Jusqu'à ce moment-là, le secrétaire d'Etat était, à Washington, «l'homme avec qui on pouvait parler». Puis la décision d'abattre Saddam Hussein a été arrêtée, l'administration s'est mise en ordre de bataille, les ministres ont serré les rangs. La discipline n'est pourtant pas la seule explication du changement d'attitude de Colin Powell.

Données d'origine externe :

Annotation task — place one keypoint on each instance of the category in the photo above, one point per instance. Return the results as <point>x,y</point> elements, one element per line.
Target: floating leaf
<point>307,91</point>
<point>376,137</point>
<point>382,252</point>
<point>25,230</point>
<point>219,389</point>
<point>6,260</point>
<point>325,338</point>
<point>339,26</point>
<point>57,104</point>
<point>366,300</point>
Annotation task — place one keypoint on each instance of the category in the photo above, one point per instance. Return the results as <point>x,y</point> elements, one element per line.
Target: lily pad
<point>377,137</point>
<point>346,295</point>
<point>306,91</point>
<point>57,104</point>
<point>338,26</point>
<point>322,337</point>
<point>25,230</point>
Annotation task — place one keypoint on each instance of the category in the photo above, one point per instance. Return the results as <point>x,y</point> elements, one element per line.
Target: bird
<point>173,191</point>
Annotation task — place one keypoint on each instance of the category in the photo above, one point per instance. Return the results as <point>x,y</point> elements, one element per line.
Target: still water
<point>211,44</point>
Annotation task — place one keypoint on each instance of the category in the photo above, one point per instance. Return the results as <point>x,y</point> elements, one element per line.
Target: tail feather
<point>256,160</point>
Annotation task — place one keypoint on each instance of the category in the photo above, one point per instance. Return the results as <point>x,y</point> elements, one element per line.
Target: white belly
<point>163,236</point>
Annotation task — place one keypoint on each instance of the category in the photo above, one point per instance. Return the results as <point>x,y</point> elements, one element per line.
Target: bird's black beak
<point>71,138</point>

Peu avant le réquisitoire de propagande que le chef du Département d'Etat avait présenté devant le Conseil de sécurité le 5 février, Dominique de Villepin avait remporté un triomphe dans la même enceinte en se dressant contre la guerre, comme un combattant sur une barricade. Powell en était stupéfait. Non pas qu'il lui parût inacceptable que la France s'oppose aux Etats-Unis: ce n'était pas la première fois. Mais le discours de rupture adopté par Paris n'avait pour lui qu'un sens: la dictature resterait en place à Bagdad, et les sanctions contre le fauteur de guerre seraient à terme levées, comme le souhaitaient la France et la Russie depuis assez longtemps. Le réalisme froid commandait peut-être cet apaisement. Pour l'administration américaine, Colin Powell inclus, cette perspective était intolérable.

Et le général-diplomate a ravalé sa «doctrine». Celle qui met des conditions à une guerre dans laquelle les Etats-Unis puissent s'engager: les objectifs doivent être clairs pour tous et acceptés, la puissance engagée massivement supérieure, les conséquences de l'action militaire totalement prises en compte. Au printemps 2003, ces conditions n'étaient manifestement pas réunies. Colin Powell, pour qui le statu quo était la pire des hypothèses en Irak, a admis la version révisée que la Maison-Blanche et le Pentagone lui proposaient: les objectifs seraient rendus clairs par le feu, et la déstabilisation provoquée par l'action des armes serait finalement maîtrisée.

Au moment où Powell s'en va, cette logique brutale guide toujours les Etats-Unis. Y compris à Falloujah. Depuis six mois, un consensus s'est établi aux Etats-Unis – et John Kerry ne s'en est jamais écarté – pour dire que l'arrêt de l'assaut contre la ville rebelle en avril fut une erreur grave. C'était le début d'un repli aux conditions de l'ennemi; les objectifs devenaient illisibles, le chaos garanti. C'est ce que pensent George Bush et tous ses ministres. Et le président va même aller l'expliquer aux Européens. Bonne chance!